3.  I agree with Deborah and Diane that the strikes must comply with the laws of war, whether they were authorized by the AUMF (which the Supreme Court in Hamdi properly construed to incorporate only what the laws of war allow), or merely by the president’s constitutional authority (because, in my view, it is fair to understand the commander-in-chief authority itself to be defined and delimited by the laws of war—an admittedly more contestable proposition, but one that was fairly uncontroverted for the first 100+ years of practice under the Constitution). So, did the strikes violate the laws of war? Here, I’m decidedly outside my area of expertise. I would note, however, that the inquiry itself raises at least three distinct questions:

a. Deborah’s question: Can enemies be targeted “anytime, anywhere”? Ayro, Deborah writes, appears to have been minding his own business, far from any traditional field of “armed conflict,” probably asleep in his bed. I don’t know whether this is problematic under the laws of war.

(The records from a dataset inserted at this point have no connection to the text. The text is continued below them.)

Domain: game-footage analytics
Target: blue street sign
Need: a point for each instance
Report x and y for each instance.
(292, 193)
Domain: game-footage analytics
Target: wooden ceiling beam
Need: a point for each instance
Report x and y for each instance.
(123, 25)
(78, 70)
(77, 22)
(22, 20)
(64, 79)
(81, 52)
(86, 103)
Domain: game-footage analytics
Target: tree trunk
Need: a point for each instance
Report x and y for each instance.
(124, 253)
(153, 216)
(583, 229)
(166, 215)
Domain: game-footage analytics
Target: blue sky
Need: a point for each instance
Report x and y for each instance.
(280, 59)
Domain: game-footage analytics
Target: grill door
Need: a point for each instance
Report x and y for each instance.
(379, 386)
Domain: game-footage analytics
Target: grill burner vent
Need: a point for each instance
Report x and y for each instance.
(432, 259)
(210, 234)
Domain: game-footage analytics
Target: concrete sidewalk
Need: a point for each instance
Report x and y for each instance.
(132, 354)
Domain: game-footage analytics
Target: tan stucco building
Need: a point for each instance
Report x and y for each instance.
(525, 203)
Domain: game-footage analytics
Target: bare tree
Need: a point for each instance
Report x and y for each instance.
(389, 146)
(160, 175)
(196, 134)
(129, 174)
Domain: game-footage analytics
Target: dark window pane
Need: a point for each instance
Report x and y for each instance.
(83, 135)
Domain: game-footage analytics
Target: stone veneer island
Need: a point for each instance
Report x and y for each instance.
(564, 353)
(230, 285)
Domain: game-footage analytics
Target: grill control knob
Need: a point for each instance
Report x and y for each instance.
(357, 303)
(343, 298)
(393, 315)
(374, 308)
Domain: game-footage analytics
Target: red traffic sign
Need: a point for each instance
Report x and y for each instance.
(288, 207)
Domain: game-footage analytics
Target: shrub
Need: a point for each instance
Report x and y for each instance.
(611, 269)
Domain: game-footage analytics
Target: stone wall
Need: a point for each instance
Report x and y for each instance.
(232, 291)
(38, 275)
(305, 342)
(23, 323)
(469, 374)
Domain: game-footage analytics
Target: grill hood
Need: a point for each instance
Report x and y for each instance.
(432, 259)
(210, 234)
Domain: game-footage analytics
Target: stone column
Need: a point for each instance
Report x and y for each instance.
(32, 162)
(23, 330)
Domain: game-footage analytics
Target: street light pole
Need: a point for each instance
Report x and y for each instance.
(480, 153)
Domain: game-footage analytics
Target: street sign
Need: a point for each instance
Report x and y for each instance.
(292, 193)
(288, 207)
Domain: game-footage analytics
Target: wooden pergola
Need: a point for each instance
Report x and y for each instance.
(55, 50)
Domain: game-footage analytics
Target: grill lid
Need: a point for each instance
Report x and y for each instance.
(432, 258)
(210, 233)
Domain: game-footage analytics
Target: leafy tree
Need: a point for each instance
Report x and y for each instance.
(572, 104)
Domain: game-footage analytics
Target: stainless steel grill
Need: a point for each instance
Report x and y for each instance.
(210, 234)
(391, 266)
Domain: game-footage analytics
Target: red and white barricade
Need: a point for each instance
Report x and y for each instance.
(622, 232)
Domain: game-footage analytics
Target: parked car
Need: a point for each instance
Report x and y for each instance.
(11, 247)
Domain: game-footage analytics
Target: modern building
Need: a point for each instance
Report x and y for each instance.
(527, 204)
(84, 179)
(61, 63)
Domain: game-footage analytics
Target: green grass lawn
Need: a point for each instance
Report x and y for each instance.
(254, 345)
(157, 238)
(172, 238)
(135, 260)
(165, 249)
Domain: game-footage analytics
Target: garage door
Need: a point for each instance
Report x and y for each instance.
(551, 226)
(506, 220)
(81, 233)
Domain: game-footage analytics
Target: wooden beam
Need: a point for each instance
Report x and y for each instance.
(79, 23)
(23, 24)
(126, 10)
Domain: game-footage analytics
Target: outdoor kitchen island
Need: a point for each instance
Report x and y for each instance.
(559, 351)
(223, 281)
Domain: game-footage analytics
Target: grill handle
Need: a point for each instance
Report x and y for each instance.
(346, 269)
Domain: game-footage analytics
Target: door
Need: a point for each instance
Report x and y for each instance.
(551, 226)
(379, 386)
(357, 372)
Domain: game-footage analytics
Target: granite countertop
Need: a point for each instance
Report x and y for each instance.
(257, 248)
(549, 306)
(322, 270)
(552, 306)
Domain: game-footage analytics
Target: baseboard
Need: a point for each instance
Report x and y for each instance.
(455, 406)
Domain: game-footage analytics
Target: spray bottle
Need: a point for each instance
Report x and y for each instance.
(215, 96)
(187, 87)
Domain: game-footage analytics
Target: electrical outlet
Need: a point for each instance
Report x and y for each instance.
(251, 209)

I would think not—subject to the principle of proportionality, mentioned below—but I defer to others with far more knowledge on that question.

b. Proportionality: Under the laws of war, even attacks directed at military targets are prohibited if they “may be expected to cause incidental loss of civilian life, injury to civilians , damage to civilian objects, or a combination thereof, which would be excessive in relation to the concrete and direct military advantage anticipated.” The strike killed not only Ayro, but also between eight and two dozen other people, some of them apparently civilians. A violation of the principle of proportionality? Not according to the Pentagon , which appears to concede the applicability of the rule: ” As a general rule, U.S. planners seek to minimize any affect of such strikes in civilians, a U.S. Central Command official said, noting that in many cases, planners abort a strike rather than endanger civilians.”

c.  Jus ad bellum : Diane argues that the strike itself might be unlawful in a more fundamental way, because it was undertaken without approval of the U.N. Security Council, arguably in violation of the U.N. Charter (a treaty to which the U.S. is a party). I’m not so sure, for two reasons in addition to the self-defense theories that Diane discusses. For one thing, to the extent the AUMF authorized the attack, it might be viewed as a later-enacted statute that takes precedence over the treaty: That is to say, Congress might be said to have authorized uses of force that are neither approved by the Security Council nor otherwise permissible under the charter. (I need to think about this question further, however.) But even under the charter itself, it’s not clear that this is the sort of action that requires Security Council approval. Article 2(4) provides that “[a] ll Members shall refrain in their international relations from the threat or use of force against the territorial integrity or political independence of any state , or in any other manner inconsistent with the Purposes of the United Nations.”  This strike, which the Somali government presumably welcomed, did not appear to be against the territorial integrity or political independence of Somalia.